In Week 3’s confounder problem, you analyzed the Stat 100 survey data from Spring 2013. You identified gender as a confounder to the apparent negative correlation between the shoe size and the number of shoes owned by stratification. As you have learned from Stat 200, another way to control for a possible confounding variable is by modeling. In this problem, you are going to compare the results of stratification and modelling. The data you are going to analyze is from Stat 100’s survey 1 data in spring 2017. It can be downloaded here. This webpage contains a description of the column variables. Save the csv file to the same directory as your R markdown file. Then load the file to R using the command
survey <- read.csv("Stat100_2017spring_survey01M2.csv")

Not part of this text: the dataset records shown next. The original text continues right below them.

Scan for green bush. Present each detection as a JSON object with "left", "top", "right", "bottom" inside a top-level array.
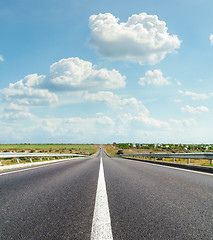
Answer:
[{"left": 117, "top": 150, "right": 124, "bottom": 155}]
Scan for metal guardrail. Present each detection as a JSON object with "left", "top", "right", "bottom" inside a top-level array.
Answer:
[
  {"left": 0, "top": 152, "right": 86, "bottom": 165},
  {"left": 121, "top": 153, "right": 213, "bottom": 165}
]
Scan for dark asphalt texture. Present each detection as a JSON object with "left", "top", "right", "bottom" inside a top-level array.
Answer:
[
  {"left": 103, "top": 152, "right": 213, "bottom": 240},
  {"left": 1, "top": 149, "right": 213, "bottom": 239},
  {"left": 0, "top": 155, "right": 100, "bottom": 240}
]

a. (2 points) What is the correlation coefficient between the shoe size and number of shoes owned?
The correlation can be computed using the cor()
function:
cor(survey$shoeSize, survey$shoeNums)
[1] -0.1859561
You can also wrap the function inside the with(survey,)
environment if you don’t want to type the survey$
prefix:
with(survey, cor(shoeSize, shoeNums))
[1] -0.1859561
We see that the correlation coefficient is -0.1859561. This is a negative correlation, as we have seen before.
b. (6 points) Fit a linear model predicting the number of shoes from shoe size. What are the intercept and slope? Is the slope statistically significant? Make a scatter plot of shoe number versus shoe size and add the regression line to the plot.
# fit the linear model
fit_overall <- lm(shoeNums ~ shoeSize, data=survey)
summary(fit_overall)
Call:
lm(formula = shoeNums ~ shoeSize, data = survey)
Residuals:
Min 1Q Median 3Q Max
-18.446 -6.514 -2.895 3.763 89.447
Coefficients:
Estimate Std. Error t value Pr(>|t|)
(Intercept) 22.656 1.408 16.093 < 2e-16 ***
shoeSize -1.052 0.156 -6.745 2.32e-11 ***
---
Signif. codes: 0 '***' 0.001 '**' 0.01 '*' 0.05 '.' 0.1 ' ' 1
Residual standard error: 10.77 on 1270 degrees of freedom
Multiple R-squared: 0.03458, Adjusted R-squared: 0.03382
F-statistic: 45.49 on 1 and 1270 DF, p-value: 2.325e-11
We see that the intercept is 22.6562 and the slope is -1.0524, consistent with the negative correlation we found in (a). The p-value of the slope is 2.32e-11, which is much smaller than 5%. This means that the slope is statistically significant.
Shown below is a plot of shoe number vs shoe size. The regression line is shown in red.
plot(shoeNums ~ shoeSize, data=survey, pch=16)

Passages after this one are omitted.